Re: Perl 5 Classes for the Web (CGI and libwww)

Jack Shirazi - BIU (js@bison.lif.icnet.uk)
Thu, 16 Mar 95 11:10:52 GMT


Other points taken. I'll only address what I see left

> > Say timeout is 20 mins.
> > With MinSvr, 5 initiating connections to the original CGI script
> > within 20 minutes gives 5 servers. 50 initiating connections
> > gives 50 servers. Have a number of CGI scripts which use this,
> > and hey presto 'No swap available, cannot start anything - and
> > all other processes start thrashing from the lack of swap'.
> > 
> You are assuming a) a long default timeout and b) that everyone orphans
> their mini-server. The former is possible, the latter is unrealistic.
> 
> The only time a mini-server would be orphaned (for want of a better term)
> would be if the user does not follow one of the links on a page produced
> by the mini-server. Typically a 'commit' button would commit the changes
> to the database and the mini-server would produce a new page and exit.

I was not assuming a) or b). The timeout is if people don't respond in time.
But if people do respond in time, the processes still stay around until
the entire session is finished ('commit time'). This may be over many transactions
and could let sessions last a long time.

> How many times must I say that the mini-server is only intended for
> specific types of application? I won't get mail because the users will
> understand what is happening. They will be told. It will be clear.

And how many times must I say that once MiniSvr is made available
from the CGI library, people are going to use it for everything it
was not intended for.

> > How many CGI scripts are you going to have on that machine that use MiniSvr?
> > How many people are going to use each of those scripts, Tim?
> 
> In my case not many, say a hundred processes. I'll let others comment on
> their possible applications.

Ugh. This has pretty much made up my mind that if I was sys-admin, any
CGI script with a fork would be banned. One of the nice things
about HTTP is that transactions are generally short and so easily
serializable.


I've distilled my main objections down to two dislikes - 1 is opening
an extra socket to the machine by a CGI script, and 2 is the extra
processes that hang around. There is nothing that can be done about 2
if you insist on the need for a full extra process per session.

To increase the validation for 1, I suggest that starting the MiniSvr
from the CGI script returns a randomly generated session key (in addition
to the URL for the new server. You could use $$ and time to seed rand).
This session key should be returned to the client as a hidden field,
and used to provide an extra validation for requests sent to the MiniSvr.


Other things in general:

1. Transient URL's. Ugly but not serious.
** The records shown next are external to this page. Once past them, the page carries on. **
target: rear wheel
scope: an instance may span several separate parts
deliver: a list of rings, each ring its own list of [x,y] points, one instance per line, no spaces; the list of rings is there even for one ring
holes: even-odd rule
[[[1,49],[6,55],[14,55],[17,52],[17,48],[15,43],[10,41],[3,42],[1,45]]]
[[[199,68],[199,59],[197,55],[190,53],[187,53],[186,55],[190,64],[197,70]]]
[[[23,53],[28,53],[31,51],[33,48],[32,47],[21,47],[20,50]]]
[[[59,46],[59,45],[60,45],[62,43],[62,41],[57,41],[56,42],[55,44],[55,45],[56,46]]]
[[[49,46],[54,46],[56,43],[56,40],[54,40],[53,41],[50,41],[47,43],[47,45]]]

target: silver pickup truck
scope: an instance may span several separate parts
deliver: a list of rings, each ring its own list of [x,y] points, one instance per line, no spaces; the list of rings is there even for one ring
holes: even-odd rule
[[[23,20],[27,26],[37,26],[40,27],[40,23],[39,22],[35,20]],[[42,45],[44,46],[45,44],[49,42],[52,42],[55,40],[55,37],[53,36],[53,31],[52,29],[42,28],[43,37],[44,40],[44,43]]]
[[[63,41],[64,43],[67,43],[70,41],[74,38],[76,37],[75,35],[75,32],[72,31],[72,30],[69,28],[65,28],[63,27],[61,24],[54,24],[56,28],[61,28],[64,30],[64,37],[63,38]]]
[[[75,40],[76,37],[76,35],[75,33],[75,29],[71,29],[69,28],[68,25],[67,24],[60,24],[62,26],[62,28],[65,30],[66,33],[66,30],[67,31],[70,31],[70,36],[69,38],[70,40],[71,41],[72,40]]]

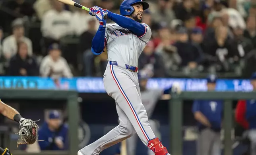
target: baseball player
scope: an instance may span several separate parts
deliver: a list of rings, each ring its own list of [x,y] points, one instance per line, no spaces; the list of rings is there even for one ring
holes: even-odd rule
[[[33,124],[35,123],[33,121],[32,121],[31,119],[26,119],[22,117],[19,114],[19,112],[14,109],[13,108],[11,107],[10,106],[8,106],[8,105],[4,104],[1,100],[0,99],[0,113],[2,113],[4,116],[7,117],[8,118],[13,120],[19,124],[20,130],[19,132],[19,139],[20,134],[19,133],[21,132],[21,131],[23,131],[23,127],[25,127],[25,125],[24,125],[24,123],[31,123]],[[25,127],[26,129],[29,129],[29,127]],[[31,128],[30,128],[31,129]],[[28,131],[28,132],[30,132],[29,131]],[[36,131],[36,133],[35,133],[35,134],[36,134],[37,135],[37,132]],[[25,135],[24,135],[25,136]],[[33,137],[33,135],[31,135]],[[25,140],[26,140],[26,138],[24,137]],[[18,140],[18,142],[17,142],[18,144],[22,144],[26,143],[26,142],[19,142],[19,140]],[[36,140],[35,140],[35,141],[33,142],[35,142]],[[12,155],[12,153],[10,153],[9,149],[6,147],[5,149],[3,149],[0,147],[0,154],[2,155]]]
[[[144,144],[157,155],[169,155],[150,127],[141,100],[138,77],[138,59],[151,37],[149,27],[141,24],[143,11],[149,5],[142,0],[124,0],[121,15],[97,6],[90,9],[100,26],[93,39],[91,50],[101,54],[107,47],[108,63],[103,77],[108,94],[116,101],[119,125],[107,134],[78,152],[99,155],[103,149],[137,132]],[[115,23],[106,24],[104,17]]]
[[[160,136],[160,133],[159,130],[159,124],[155,120],[151,119],[152,115],[155,107],[157,102],[163,94],[169,94],[172,87],[163,90],[162,89],[147,89],[147,83],[149,76],[146,72],[140,70],[138,75],[140,88],[141,93],[142,101],[145,107],[147,117],[149,119],[150,127],[153,132],[158,136]],[[177,87],[173,85],[173,87]],[[178,88],[177,88],[177,89]],[[127,154],[129,155],[135,155],[136,154],[136,146],[138,136],[135,135],[127,140]],[[153,152],[149,150],[147,154],[154,155]]]

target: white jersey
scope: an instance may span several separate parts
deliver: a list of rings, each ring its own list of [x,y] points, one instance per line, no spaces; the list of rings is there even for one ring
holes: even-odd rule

2. An encrypted HTTPD giving an unecrypted MiniSvr is potentially compromising.

3. Connecting multiple incarnations of a CGI script to one server:

CGI Writes to server & CGI triggers server (either way round)
Server reads & processes
Server writes to CGI & triggers CGI (either way round)

Connections can be:
Through a disk based file system (write a file to a queue directory, with the CGI
process id as extension, e.g. QUEUEDIR/data.$$, and other process reads it)
Through a memory based file system (as above using tmpfs)
Through socket connections
Through named pipes (mknod NAME p, then just write to/read from NAME)
Through shared memory

Triggers can be:
A signal (e.g. 'ALRM' or 'USR1')
A 'ready' file (i.e. create QUEUEDIR/dataReady.$$ when finished writing data)
A socket connect/disconnect/transmitted token
A named pipe specifically used for semaphores
Shared memory semaphores


Easiest and quickest to implement is:

CGI script dumps data straight to file QUEUEDIR/data.cgipid, then
creates QUEUEDIR/dataReady.cgipid and goes to sleep.
Server loops to detect any QUEUEDIR/dataReady.* files - when finds any, reads
the corresponding data file, removes the files, processes data. When data is
ready, writes file QUEUEDIR/dataComplete.cgipid wakes GCI process
(kill 'ALRM',cgipid) and goes back to loop.
CGI wakes reads file, removes it and returns data to HTTPD.

Note that since the CGI script is so small and does so little, it has
very little startup overhead - should in fact be very little more than
a fork.

You should use tmpfs to optimize this type of scenario if its available
on your OS.

> Thanks again for the useful discussion.

A pleasure Tim. I haven't had a good on-line argument in ages.